(Leonard) Carlyle Marney was born July 8, 1916 in Harriman, TN. He received his A.B. from Carson-Newman in 1938, having entered on a football scholarship in 1933. He would return with a firm calling to ministry after taking a year off to work. He earned his Th.M. (1943) and Th.D. (1946) from Southern Baptist Theological Seminary. He also received honorary degrees from the University of Glasgow, Scotland, Wake Forest University, Johnson C. Smith University, and Kalamazoo College.
After briefly pastoring churches in Fort Knox, Beaver Dam and Paducah, KY, Marney pastored First Bapstist Church in Austin, TX from 1948-1958 and served as Professor of Christian Ethics and Westervelt Lecturer at Austin Presbyterian Seminary. He lectured and preached on many campuses including Duke, Princeton, Harvard and Yale. He was also Peyton Lecturer at Southern Methodist University, Wells Lecturer at Texas Christian University, Cunningham Lecturer at Austin College, Willson Lecturer at Texas Tech University and Trinity University. In addition, he preached at several Army and Air Force bases and served as the leader of seminars for active duty Navy chaplains.

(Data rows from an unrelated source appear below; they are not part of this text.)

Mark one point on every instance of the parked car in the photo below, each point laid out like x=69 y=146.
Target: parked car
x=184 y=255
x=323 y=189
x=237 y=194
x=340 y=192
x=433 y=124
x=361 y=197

From 1958-1967 Marney was the senior minister at Myers Park Baptist Church in Charlotte, NC. He resigned to establish Interpreters House, an ecumenical study center for clergy and laity at Lambuth Inn, Lake Junaluska, NC.
The author of numerous books and articles, Marney also served on the Study Committees of the World Council of Churches, the Theological Commission of the Baptist World Alliance, Editorial Board of Religion in Life and was trustee for the Christian Century and member of the Editorial Council of Theology Today. He was also a member of the National Advisory Commission on Rural Poverty and was vice-president-at-large of the National Council of Churches.
Marney died suddenly of a heart attack on July 3, 1978 in Lake Junaluska at the age of 61. He had been preparing to preach that week on various aspects of The Christian Life Style to more than 600 ministers at a Pastors School being held at Furman University.
On November 8, 1978 the Duke University Chapel and the Duke Divinity School communities offered a concert in memory of Carlyle Marney. In the program, the Rev. Dr. Stuart C. Henry wrote: Of Marney the Man: Teacher, pastor, counselor, and friend Carlyle Marney was all of these, and more. The unique experience of having known him is aptly described by Bunyan. When Christian, fleeing from the City of Destruction, happily arrived at the Interpreters House he discovered excellent things which were rare and profitable for his continuing journey. So it was with us who had the good fortune to encounter Marney. Revived by his spirit and instructed by his wisdom, we remember him gratefully and will think of him often, and always warmly.
the annual lecture series named for him and sponsored by the
Center for Baptist Studies Steeple Committee, Carson-Newman
seeks to celebrate the life of one of its most famous graduates
who gave his life to the service of Gods kingdom.